Natural Horsemanship wird gerne als moderne Alternative pferdefreundlichen Umgangs beschrieben. Der faire und partnerschaftliche Umgang mit dem Pferd ist dabei geprägt von einem ethologischen Bild, bei dem es um Rangordnung und Dominanz als Grundlage der Beziehung geht. Doch ist diese Ansicht wirklich noch zeitgemäß oder sollten auch hier althergebrachte Gedankenmuster einer Prüfung auf Aktualität und unterzogen werden? Natural Horsemanship – Equo Vadis? Wer ist hier der Boss … und wen interessiert das eigentlich noch?
Der Begriff Natural Horsemanship ist in den letzten Jahren zu einem wahren Modewort geworden. Ein Sammelbegriff für das, was Menschen unter natürlichem und fairem Umgang verstehen, aber auch ein Zug, auf den so mancher aufspringt, der noch nicht erfolgreich sesshaft wurde.
Dabei haben sich verschiedene Richtungen herausgelöst, die unter dem Namen erfolgreicher Trainer propagiert und betrieben werden. Der Markt ist umkämpft und stellenweise überlaufen. Wie auch überall, gibt es hier gute und weniger gute Trainer, die sich mit dem fairen und natürlichen Umgang mit dem Pferd rühmen.
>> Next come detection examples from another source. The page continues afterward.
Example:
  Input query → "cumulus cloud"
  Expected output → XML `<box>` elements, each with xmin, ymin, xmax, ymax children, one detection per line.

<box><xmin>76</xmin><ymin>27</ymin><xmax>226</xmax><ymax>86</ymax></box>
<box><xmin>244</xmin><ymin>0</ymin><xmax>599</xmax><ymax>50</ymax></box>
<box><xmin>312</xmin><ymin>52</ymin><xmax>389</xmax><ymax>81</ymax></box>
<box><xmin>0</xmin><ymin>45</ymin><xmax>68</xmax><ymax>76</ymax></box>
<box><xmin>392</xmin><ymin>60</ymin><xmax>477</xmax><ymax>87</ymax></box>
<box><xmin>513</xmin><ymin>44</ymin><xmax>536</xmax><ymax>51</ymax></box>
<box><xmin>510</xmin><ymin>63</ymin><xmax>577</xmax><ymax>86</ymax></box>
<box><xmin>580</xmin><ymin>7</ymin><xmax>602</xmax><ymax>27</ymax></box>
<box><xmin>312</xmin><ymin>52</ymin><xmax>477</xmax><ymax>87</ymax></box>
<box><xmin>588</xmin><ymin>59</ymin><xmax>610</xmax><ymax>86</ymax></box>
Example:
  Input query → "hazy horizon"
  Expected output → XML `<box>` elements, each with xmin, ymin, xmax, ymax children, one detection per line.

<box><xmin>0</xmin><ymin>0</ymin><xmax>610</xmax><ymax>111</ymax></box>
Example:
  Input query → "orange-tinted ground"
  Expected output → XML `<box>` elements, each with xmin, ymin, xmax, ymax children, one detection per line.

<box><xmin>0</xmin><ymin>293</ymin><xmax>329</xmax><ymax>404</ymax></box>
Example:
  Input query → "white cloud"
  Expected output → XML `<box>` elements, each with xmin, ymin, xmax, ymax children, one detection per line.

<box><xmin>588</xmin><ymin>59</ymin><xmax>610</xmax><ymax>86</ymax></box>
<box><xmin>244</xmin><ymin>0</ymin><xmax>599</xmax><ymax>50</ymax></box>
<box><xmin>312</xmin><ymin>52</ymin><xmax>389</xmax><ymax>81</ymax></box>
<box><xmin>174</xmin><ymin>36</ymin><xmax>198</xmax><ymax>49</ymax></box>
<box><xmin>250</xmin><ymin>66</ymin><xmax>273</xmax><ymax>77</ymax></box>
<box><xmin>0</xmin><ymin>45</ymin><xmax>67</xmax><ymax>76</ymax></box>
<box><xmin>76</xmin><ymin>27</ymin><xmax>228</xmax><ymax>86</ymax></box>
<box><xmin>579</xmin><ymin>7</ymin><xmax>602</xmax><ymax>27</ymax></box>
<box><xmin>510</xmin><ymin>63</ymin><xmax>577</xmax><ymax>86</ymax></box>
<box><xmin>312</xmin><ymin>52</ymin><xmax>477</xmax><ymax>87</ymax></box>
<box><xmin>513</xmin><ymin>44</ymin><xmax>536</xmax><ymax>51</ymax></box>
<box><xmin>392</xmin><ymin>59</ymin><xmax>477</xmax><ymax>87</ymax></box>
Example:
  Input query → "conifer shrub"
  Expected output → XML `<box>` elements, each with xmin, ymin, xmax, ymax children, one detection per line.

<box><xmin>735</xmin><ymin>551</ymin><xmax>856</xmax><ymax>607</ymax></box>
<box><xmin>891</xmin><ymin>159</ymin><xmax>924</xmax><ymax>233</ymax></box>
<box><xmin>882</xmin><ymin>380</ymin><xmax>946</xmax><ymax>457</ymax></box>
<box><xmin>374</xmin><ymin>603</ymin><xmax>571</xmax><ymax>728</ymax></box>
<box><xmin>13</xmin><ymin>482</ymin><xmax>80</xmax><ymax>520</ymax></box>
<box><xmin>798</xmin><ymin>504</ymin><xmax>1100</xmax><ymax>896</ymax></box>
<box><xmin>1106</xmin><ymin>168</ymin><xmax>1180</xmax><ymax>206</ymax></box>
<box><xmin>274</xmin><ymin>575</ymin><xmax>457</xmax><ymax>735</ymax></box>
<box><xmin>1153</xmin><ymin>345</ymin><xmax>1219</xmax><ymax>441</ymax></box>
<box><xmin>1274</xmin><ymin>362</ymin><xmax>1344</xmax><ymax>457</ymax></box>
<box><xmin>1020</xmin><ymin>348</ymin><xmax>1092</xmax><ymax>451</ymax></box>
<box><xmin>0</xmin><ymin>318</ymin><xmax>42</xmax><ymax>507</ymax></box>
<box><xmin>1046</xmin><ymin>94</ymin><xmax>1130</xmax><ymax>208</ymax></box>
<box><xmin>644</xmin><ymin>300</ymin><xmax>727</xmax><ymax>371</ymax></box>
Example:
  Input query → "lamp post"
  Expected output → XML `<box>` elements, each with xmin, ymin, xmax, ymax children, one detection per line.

In der Regel bauen diese Arbeitsweise auf dem Prinzip einer Rangordnung zwischen Pferd und Mensch auf. Dabei soll das Pferd den Menschen als den Ranghöheren akzeptieren und so einen besonderen Status genießen, der dem Pferd nicht nur Respekt gegenüber dem persönlichen Raum des Menschen verschafft, sondern dem Pferd auch Sicherheit und somit Wohlgefühl geben soll. Schließlich braucht ein Herdentier eine Herde um sich sicher zu fühlen und ein Leittier, das führt, um artgerecht behandelt und trainiert zu werden. Diese Auffassung ist nicht neu, im Gegenteil, ihrer bedienten sich schon Trainer lange Zeit vor Monty Roberts und Pat Parelli. Natürlich entwickelten sich Technik und Einstellung auch in den letzten Jahren fortwährend weiter, doch in diesem einen Punkt blieb die Horsemanship Bewegung standhaft. Während andere Trainingsmethoden sich an aktuellen wissenschaftlichen Kenntnissen der Pferdeethologie orientieren, die das Existieren einer Rangordnung zwischen Pferd und Mensch klar widerlegen, sind das bestehen selbiger und der übergeordnete Begriff Dominanz noch immer die Grundlage, auf der diese Art des Trainings aufbaut. So muss man sich ernsthaft fragen, ob die Natural Horsemanship Bewegung diese Entwicklung verschläft oder ganz einfach ignoriert. Dies soll ganz klar kein Angriff gegenüber Anhänger des Natural Horsemanship sein – zu denen ich mich ebenso zähle – sondern dazu anhalten, sich mit dem Thema einmal näher zu befassen, wenn es schon die großen Vorbilder nicht tun!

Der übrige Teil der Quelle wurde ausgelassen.